Music streaming services like Spotify and Pandora pay musicians every time they play their songs, but radio stations don't have to. That's the way it has always been, under the rationale that radio airplay benefits artists in other ways. But Congressmen Jerry Nadler (D-NY) called it unfair to artists.

"Forgetting the political pressure, it's the right, moral thing to do,” he said.

Nadler is introducing a bill in the House called the Fair Play, Fair Pay Act to standardize royalty payments across platforms and get radio stations to cough up money.

Nadler was joined by dozens of artists in the SAG-AFTRA union offices near Lincoln Center, including Cyndi Lauper, Elvis Costello, and Rosanne Cash. The four-time Grammy-winner Cash testified before Congress on the issue last year She says she doesn't need the money, but she worries about younger artists.

"If they can get paid, they can continue to create music,” Cash said. “I don't want that generation to disappear because they can't pay rent."

It was not just a musicians’ show, as representatives from the wider music industry showed support for the bill as well, like Recording Academy President Neil Portnow, who drew attention to the issue at this year’s Grammy’s.

Michael Huppe, President and CEO of SoundExchange, the non-profit that helps pay artists and record labels for airplay also spoke out.
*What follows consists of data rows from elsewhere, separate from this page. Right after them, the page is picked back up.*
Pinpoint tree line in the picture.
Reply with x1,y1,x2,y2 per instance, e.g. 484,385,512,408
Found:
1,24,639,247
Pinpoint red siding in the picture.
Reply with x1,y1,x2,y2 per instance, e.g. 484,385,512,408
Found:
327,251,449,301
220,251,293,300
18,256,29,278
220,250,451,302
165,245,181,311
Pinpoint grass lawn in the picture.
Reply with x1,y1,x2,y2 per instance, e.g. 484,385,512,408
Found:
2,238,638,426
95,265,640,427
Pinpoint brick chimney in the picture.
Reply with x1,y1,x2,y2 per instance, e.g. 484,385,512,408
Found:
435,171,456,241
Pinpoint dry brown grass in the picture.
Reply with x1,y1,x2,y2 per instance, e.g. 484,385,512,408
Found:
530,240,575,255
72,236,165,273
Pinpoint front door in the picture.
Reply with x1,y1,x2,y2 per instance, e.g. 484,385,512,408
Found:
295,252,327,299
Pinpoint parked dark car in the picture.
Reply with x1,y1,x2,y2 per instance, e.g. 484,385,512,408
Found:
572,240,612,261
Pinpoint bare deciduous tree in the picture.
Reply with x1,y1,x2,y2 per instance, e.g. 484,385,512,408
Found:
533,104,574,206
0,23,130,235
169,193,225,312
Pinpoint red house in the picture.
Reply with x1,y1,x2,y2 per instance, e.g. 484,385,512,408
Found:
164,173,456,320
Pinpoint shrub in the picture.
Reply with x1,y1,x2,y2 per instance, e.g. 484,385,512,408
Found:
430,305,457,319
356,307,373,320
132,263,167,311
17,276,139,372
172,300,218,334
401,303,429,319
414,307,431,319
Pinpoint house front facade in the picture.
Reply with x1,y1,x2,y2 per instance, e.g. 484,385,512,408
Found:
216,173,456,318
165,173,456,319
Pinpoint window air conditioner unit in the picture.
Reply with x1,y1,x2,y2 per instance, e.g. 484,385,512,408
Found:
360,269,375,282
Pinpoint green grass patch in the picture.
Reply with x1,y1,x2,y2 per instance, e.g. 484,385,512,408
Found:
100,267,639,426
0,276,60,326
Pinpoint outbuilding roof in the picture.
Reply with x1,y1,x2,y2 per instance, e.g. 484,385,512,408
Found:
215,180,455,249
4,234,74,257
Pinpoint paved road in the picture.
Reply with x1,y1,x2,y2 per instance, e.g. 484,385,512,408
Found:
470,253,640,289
He said copyright law can be complex, but this issue is different.

“It is a message of basic fairness. All creators deserve to be paid on all platforms and technologies, whenever their music is used, period," Huppe said.

A similar bill failed to pass in 2009 when radio stations argued they could not afford to pay performers in the down economy. But Nadler said the radio industry would never give a “right time.”

“What other industry says we can’t afford to pay our workers; we want them to work for free?” he asked to cheers. “We got rid of that argument here in the U.S. in 1865”—a reference to the abolition of slavery.

The National Association of Broadcasters, of which WFUV is a member, opposes the bill, saying it would hurt the music ecosystem.